5 Takeaways from the Engaged Department Workshop
MNCC thanks the University of Minnesota Office for Public Engagement and the Gustavus Adolphus College Center for Community-Based Service and Learning for co-sponsoring the Engaged Department Workshop on October 23, 2015. Here are a few key ideas and resources gleaned from that gathering:
1. The Case for Engaged Departments
In his presentation, Andy Furco, the University of Minnesota’s Associate Vice President for Public Engagement, made the case for developing engaged departments—starting with the fact that faculty tend to identify with their discipline (as much as, if not more than, their institution), and students as well as faculty are members of departments. Many departments have engagement already happening within them through particular classes, individuals’ research, etc.; what distinguishes an engaged department is ongoing, intentional integration of engagement in the department’s culture, policies, and practices.
2. The Value of Sharing
Gustavus Adolphus College’s Center for Community-Based Service and Learning drew on the University of Minnesota’s engaged department program materials when developing their new engaged department initiative, which replaces its support in previous years for individual faculty fellows. Interest proved high on campus, and the three selected teams appreciated the opportunity to talk and think with faculty from other institutions. Others are also welcome to adapt the program’s call for proposals and departmental planning document. The California State University Center for Community Engagement also provides relevant resources here.

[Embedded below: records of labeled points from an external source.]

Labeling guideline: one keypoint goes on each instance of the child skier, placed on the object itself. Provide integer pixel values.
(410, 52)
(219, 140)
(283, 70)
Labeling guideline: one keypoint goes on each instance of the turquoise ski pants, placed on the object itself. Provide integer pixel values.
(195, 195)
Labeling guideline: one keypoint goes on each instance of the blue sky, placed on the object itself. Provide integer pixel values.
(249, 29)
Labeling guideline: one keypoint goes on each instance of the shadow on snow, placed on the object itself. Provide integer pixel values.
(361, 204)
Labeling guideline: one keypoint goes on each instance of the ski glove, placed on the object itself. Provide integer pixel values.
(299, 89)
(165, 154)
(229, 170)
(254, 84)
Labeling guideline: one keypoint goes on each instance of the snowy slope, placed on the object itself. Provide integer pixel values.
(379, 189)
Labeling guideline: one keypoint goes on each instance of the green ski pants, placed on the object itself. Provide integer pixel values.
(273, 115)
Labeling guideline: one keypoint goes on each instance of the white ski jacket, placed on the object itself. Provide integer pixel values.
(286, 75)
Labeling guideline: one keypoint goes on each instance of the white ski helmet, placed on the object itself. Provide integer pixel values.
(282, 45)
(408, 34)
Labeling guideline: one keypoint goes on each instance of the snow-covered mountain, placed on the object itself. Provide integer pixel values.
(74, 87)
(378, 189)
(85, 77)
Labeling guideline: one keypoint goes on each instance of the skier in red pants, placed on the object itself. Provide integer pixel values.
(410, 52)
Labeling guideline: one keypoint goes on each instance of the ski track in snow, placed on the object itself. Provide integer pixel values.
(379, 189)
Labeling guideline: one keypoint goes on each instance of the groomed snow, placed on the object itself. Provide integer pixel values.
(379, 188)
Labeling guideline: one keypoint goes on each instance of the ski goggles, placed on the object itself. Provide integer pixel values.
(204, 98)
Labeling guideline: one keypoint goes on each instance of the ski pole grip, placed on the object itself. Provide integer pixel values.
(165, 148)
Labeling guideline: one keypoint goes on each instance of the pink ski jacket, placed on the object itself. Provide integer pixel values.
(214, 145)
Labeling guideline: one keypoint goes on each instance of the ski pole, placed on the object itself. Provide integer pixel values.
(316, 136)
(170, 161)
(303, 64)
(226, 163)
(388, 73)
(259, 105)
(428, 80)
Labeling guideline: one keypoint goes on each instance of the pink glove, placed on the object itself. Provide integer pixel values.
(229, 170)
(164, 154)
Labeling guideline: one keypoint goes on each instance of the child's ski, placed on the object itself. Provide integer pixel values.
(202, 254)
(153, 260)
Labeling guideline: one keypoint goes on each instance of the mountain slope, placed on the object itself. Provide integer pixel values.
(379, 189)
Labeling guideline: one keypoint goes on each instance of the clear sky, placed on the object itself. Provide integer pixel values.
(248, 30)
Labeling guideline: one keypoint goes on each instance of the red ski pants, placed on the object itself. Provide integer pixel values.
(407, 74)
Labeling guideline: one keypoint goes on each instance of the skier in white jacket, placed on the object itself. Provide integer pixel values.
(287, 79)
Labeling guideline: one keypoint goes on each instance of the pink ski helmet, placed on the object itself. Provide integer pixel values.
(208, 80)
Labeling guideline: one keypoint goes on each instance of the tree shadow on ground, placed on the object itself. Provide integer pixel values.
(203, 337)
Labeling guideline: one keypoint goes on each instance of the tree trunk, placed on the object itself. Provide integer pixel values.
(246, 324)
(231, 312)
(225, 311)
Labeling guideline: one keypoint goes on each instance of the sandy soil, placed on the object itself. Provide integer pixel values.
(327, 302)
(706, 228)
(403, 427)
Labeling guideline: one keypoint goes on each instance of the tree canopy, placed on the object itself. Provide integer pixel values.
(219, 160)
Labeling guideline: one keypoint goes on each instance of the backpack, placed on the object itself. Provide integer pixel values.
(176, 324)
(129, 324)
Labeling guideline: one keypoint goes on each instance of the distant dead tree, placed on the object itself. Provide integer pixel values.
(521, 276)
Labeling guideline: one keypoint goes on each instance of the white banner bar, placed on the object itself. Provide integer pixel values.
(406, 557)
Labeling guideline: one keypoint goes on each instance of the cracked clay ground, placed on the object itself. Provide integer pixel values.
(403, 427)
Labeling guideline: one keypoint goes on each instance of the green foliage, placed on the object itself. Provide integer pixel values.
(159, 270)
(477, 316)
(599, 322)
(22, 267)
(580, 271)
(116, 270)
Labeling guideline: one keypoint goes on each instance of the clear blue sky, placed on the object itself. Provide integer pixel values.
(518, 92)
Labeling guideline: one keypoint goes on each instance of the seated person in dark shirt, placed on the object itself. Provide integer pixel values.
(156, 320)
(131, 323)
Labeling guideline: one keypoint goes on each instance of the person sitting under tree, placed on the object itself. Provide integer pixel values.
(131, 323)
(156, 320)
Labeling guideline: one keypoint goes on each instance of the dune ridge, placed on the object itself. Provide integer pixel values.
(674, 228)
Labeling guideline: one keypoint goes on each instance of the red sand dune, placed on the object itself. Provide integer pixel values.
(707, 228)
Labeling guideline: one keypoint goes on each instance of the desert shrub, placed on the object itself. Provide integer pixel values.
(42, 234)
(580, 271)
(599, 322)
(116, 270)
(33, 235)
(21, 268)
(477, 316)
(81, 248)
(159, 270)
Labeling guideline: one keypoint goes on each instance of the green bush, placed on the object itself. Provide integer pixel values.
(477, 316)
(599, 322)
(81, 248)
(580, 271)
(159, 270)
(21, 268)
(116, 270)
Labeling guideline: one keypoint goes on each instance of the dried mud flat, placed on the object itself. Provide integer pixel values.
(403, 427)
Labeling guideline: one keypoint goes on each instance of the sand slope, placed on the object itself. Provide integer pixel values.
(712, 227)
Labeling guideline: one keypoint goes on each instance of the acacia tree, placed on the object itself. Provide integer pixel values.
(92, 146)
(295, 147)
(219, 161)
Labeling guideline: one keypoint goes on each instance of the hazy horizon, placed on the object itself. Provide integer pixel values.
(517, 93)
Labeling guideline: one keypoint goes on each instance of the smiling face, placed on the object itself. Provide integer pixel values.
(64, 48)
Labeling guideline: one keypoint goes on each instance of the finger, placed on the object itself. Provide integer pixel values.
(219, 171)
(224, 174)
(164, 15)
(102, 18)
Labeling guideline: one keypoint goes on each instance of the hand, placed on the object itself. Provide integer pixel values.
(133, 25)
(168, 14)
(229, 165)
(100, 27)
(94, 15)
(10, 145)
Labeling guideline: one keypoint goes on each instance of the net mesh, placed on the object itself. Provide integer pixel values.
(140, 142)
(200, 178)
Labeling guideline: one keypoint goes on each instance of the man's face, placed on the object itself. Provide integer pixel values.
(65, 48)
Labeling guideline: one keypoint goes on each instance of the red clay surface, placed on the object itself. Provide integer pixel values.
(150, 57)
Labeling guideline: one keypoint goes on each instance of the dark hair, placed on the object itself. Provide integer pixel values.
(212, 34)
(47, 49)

3. Civic Engagement as a Strategy
While this idea certainly isn’t limited to engaged departments, it emerged as a central theme during the workshop: civic or community engagement isn’t simply an end in itself, but a means of accomplishing important goals—academic teaching and/or scholarship goals, as well as community goals. Getting clear about your goals will help you develop the partnerships and types of engagement most likely to advance them.
4. Look for Small Wins
Faculty may want to start building on existing efforts by documenting what is already happening within their department and developing a department-specific definition of engagement. This process may surface unexpected allies and deepen a shared understanding of engagement, which will help lay the groundwork for bigger steps such as adding language about engagement to hiring and review protocols. All faculty need not be engaged themselves for a department to move both students and faculty toward deeper forms of engagement.
5. Ask Experienced Colleagues
Workshop participants appreciated the opportunity to hear from leaders of three (among 30+) departments that launched engaged department work with support from the University of Minnesota’s Office for Public Engagement. Engaged faculty and staff usually respond positively to requests to share their experiences and reflections, so even outside of workshops, don’t hesitate to ask for a little time to talk. If you’re wondering who might have insights to share, the Minnesota Campus Compact staff would be happy to connect you with colleagues across the state or beyond—and if you have civic engagement staff on your campus, they will be good resources who can connect you to others too.